For the adversary having been proved ineffective in open persecutions now exercises a hidden skill in doing cruel hurt, in order to overthrow by the stumbling-block of pleasure those whom he could not strike with the blow of affliction.
Leo the Great, 400-460, Sermons of Leo the Great, Sermon XXXVI, III, (translated by Rev. Charles Lett Feltoe, Nicene and Post-Nicene Fathers, Philip Schaff and Henry Wace, T & T Clark and Wm. B Eerdmans Publishing, 1997, Second Series, Vol. XII, p. 151).
Can the good times be more dangerous to our spiritual life than the bad times? How can we prevent this?
"The Jurmalians were a primitive people when we found them," stated Ben Samuels, Terran Governor of Jurmal. "But they have this strange quality of being able to emit sonic blasts. These are normally used for finding their way, like sonar, as they are nocturnal. But at close range and full force, they can be harmful or fatal to others. There are, of course, various evolutionary scenarios."
"I am not much into evolution," I responded. "What does this have to do with the murder?"
"Well, Mr. Roundtree," he continued, "Vermelia Surne was found dead in her home from sonic shock. It had an anti-blaster detection system, but it was no good against this. We had at first assumed it was a native until a sonic pistol, obviously designed as a weapon, was found in her husband Karlin's desk. But our tests show that the pistol could not have been what killed Vermelia. We think it is more likely it was a native, but we are unsure. Unlike the identifying of blasters from their burn signature, no one has worked out the identifying of sonic blasts, that I know of. We have a team of researchers working on it right now, but they are only getting started."

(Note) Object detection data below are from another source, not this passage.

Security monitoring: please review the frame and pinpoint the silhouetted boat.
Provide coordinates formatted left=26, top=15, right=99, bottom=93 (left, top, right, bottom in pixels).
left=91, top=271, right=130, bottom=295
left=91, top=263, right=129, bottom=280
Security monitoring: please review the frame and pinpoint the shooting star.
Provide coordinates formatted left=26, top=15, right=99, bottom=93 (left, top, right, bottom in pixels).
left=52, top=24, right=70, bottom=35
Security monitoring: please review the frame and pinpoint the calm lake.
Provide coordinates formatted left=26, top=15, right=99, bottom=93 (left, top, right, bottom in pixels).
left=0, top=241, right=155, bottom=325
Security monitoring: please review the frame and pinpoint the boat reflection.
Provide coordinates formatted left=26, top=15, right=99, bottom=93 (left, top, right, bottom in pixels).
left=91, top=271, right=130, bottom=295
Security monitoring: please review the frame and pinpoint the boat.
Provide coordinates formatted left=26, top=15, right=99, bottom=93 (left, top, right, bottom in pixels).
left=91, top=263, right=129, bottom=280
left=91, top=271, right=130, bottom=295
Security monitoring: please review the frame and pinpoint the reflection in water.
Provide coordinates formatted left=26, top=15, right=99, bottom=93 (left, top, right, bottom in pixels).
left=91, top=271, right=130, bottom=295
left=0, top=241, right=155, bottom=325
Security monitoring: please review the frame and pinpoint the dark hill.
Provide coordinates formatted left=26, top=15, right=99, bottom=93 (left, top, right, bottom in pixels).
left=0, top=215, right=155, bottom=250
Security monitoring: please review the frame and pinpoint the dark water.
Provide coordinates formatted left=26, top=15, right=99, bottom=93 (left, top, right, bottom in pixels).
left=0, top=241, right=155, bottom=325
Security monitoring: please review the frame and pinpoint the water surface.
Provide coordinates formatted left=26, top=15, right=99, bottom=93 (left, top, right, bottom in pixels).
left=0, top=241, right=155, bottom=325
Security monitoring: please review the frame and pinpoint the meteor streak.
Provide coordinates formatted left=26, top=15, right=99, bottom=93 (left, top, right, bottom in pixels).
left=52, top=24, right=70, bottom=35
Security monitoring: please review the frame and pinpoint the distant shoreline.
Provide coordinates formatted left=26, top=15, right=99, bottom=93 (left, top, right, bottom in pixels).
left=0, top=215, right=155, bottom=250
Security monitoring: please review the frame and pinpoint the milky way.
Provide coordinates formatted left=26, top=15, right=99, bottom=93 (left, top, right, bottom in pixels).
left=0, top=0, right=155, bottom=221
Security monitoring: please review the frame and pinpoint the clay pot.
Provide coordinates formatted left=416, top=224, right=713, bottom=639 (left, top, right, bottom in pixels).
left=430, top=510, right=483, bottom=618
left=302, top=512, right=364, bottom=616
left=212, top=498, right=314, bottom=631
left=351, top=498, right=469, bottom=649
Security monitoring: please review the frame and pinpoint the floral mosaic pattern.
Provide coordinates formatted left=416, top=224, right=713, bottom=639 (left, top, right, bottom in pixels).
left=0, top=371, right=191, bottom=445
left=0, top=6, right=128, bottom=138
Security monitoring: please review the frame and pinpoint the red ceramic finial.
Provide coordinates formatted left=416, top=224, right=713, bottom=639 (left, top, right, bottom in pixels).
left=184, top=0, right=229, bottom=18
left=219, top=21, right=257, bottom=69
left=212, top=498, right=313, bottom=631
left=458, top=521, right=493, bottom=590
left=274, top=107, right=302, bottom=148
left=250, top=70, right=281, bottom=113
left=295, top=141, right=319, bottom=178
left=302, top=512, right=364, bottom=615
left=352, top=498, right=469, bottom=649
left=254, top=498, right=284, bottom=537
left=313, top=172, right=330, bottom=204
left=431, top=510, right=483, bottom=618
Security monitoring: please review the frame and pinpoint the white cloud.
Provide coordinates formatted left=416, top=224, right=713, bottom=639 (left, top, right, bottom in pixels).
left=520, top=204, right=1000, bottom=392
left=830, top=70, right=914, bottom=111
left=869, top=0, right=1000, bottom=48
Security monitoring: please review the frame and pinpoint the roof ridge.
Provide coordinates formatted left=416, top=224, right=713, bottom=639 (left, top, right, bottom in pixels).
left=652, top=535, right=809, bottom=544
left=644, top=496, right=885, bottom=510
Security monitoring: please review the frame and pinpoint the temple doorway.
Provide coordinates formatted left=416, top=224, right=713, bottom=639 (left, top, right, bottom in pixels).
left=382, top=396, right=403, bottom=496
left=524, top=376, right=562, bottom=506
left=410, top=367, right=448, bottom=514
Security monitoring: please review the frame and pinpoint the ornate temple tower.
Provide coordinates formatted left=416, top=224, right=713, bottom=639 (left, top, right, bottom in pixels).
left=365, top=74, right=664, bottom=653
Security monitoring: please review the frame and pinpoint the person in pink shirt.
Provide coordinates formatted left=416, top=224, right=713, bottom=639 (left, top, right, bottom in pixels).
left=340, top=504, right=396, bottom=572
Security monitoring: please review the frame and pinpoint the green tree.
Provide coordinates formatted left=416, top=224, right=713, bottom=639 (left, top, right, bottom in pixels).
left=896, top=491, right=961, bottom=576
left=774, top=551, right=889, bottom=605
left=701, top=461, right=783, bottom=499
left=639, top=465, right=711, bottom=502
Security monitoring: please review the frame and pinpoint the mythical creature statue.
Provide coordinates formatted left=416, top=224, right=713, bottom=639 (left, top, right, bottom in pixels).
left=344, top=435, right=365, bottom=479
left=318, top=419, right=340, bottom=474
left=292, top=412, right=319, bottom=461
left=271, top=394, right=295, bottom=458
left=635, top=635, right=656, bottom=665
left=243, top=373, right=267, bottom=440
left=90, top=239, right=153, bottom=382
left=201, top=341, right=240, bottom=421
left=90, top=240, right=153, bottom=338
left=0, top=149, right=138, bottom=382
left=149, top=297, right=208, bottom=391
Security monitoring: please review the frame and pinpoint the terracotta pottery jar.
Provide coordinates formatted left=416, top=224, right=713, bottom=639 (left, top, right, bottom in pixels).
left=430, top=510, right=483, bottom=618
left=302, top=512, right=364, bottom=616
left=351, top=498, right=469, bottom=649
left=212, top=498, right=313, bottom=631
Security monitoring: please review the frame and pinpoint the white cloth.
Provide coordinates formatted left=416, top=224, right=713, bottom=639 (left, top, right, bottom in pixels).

"So what is the current theory?"
"Karlin claims it is some sort of insurrectionist group. Trying to drive us Terrans out by committing terrorist acts, killing his wife and framing him for it. That is why you were brought in as a representative of the empire. I have not noticed much insurrectionist activity during my time as governor. But Karlin claims to have found evidence for some groups deep underground. I am giving you the services of Ronkavir, one of our finest native policeman. He is fiercely loyal to the empire, feeling we have lifted them out of barbarism. He does not like to go out except at night, but that is also when you will find the other natives about."

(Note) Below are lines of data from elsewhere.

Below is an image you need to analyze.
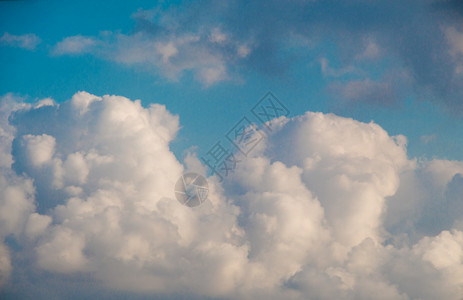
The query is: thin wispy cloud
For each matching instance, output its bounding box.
[0,32,41,50]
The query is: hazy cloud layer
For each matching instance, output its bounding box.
[0,32,41,50]
[0,92,463,299]
[47,0,463,111]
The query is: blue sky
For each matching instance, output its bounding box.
[4,0,463,300]
[0,1,463,163]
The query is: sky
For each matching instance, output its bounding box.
[0,0,463,299]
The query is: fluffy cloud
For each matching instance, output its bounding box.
[0,92,463,299]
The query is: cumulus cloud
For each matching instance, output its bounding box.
[0,92,463,299]
[0,32,41,50]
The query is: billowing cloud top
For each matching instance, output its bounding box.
[0,92,463,299]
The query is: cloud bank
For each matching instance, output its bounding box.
[0,92,463,299]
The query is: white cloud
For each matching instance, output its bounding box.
[0,32,41,50]
[0,92,463,299]
[52,35,97,55]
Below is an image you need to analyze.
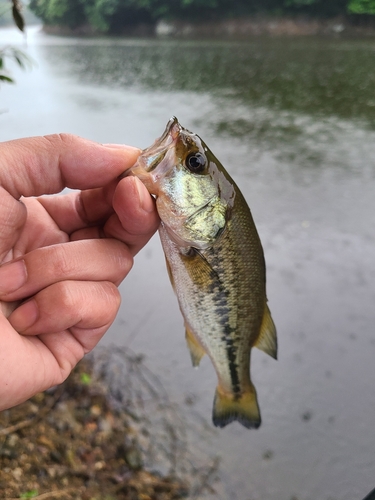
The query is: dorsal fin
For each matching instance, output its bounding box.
[254,304,277,359]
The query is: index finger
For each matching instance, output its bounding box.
[0,134,140,199]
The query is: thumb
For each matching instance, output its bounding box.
[0,134,140,199]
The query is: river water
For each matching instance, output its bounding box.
[0,27,375,500]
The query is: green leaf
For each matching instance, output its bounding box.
[12,0,25,31]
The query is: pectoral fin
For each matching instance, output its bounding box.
[185,325,206,367]
[212,385,261,429]
[254,304,277,359]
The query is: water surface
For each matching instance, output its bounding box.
[0,29,375,500]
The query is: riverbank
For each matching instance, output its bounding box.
[0,351,217,500]
[43,16,375,38]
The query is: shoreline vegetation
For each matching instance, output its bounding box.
[28,0,375,37]
[0,347,218,500]
[43,15,375,39]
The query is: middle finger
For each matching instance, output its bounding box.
[0,239,133,301]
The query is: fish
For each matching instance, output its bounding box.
[124,117,277,429]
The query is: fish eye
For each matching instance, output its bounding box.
[185,153,206,174]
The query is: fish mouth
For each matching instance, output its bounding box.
[121,116,183,184]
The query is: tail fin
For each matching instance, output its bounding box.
[212,386,261,429]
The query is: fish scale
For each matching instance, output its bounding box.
[126,118,277,428]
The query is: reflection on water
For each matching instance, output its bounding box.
[0,25,375,500]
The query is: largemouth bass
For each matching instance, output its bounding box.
[125,118,277,428]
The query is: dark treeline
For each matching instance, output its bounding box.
[30,0,375,33]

That evening we called on Karlin Surne. He was generally humanoid, though not quite Terran. His skin had a distinctive orange hue, which was normal for him. "I had no reason to want to kill my wife," he stated, "we had a totally open relationship and were not at all possessive. She had her passing fancies and I had mine, but nothing of a permanent nature. And we both had plenty of money for whatever we wanted. You can check it all out."
"Do you know of anyone who would have wanted to kill her?"

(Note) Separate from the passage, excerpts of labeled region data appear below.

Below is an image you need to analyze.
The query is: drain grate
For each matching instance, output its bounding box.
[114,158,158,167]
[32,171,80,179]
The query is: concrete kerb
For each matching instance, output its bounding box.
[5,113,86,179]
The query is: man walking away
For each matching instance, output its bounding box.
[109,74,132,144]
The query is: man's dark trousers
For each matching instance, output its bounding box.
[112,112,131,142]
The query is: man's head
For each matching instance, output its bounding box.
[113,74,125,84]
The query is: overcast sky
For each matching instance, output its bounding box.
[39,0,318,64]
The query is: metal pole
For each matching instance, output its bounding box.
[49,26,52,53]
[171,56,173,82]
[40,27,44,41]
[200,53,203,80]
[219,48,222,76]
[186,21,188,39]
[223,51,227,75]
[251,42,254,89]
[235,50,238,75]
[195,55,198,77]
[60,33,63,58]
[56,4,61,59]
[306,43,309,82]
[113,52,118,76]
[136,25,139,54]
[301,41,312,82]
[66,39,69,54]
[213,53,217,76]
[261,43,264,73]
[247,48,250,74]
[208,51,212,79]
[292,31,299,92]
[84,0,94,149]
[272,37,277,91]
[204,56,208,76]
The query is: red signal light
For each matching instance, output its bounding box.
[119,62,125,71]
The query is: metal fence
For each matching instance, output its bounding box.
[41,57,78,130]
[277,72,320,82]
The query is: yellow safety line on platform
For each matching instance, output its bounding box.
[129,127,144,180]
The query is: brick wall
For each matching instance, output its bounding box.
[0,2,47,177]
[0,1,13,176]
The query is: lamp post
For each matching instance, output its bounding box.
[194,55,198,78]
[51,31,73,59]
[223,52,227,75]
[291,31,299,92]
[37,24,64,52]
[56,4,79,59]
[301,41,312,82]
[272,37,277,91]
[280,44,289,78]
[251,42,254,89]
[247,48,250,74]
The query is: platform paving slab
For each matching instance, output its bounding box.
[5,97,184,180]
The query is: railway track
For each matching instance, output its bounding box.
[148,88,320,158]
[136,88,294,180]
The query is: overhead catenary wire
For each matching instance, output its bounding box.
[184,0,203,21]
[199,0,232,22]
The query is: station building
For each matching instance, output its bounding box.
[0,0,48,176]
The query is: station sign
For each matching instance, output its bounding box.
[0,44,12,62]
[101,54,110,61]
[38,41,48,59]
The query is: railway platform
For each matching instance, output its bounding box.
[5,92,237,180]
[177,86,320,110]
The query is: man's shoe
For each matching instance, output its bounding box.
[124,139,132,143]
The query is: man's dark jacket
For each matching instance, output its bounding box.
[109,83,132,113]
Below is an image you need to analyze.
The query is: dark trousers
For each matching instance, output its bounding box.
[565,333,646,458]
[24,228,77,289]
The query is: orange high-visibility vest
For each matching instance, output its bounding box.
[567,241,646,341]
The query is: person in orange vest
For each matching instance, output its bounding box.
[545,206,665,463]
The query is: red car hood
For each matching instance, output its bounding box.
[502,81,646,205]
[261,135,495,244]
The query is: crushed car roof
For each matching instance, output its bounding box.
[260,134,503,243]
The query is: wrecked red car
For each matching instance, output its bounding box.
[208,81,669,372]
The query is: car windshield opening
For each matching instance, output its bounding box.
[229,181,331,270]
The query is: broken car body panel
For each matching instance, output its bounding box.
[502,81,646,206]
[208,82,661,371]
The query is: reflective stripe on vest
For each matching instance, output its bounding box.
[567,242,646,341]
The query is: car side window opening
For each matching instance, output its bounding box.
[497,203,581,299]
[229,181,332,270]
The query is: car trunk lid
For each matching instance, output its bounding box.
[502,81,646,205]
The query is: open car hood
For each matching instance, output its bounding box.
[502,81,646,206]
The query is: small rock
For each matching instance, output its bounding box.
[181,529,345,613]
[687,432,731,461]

"As I told Governor Samuels, I think it was some sort of insurrectionist group. I cannot imagine anyone else who would want to. There was a young man she was once involved with, Germer Dourn, who was at one point getting sort of possessive. But I cannot see him going that far."
"You have evidence of such groups?"
"Evidence is too strong a word. I have heard rumors. Here is my list, but all of them will certainly deny it."
"I cannot imagine why anyone would revolt against our benefactors from Terra," stated Ronkavir, as we left the building. He was a thin scarecrow of a being, with oversized ears and large air sacs under his chin.
"Let's go find out," I replied.
The first person on the list was Kelioha. He was the head of a former craft guild and was now the unofficial head of some of the local workers. "I am very grateful to the empire," he said. "My way of life is so much nicer now."
"Any complaints?" I asked.
"Well it does seem we have lost something in the way of craftsmanship. We have better stuff, but it is all standard. But on the whole, I think we are better off."
"What if I told you some of your people wanted to kick the empire out?
"I would say, show them to me and I will beat some sense into them."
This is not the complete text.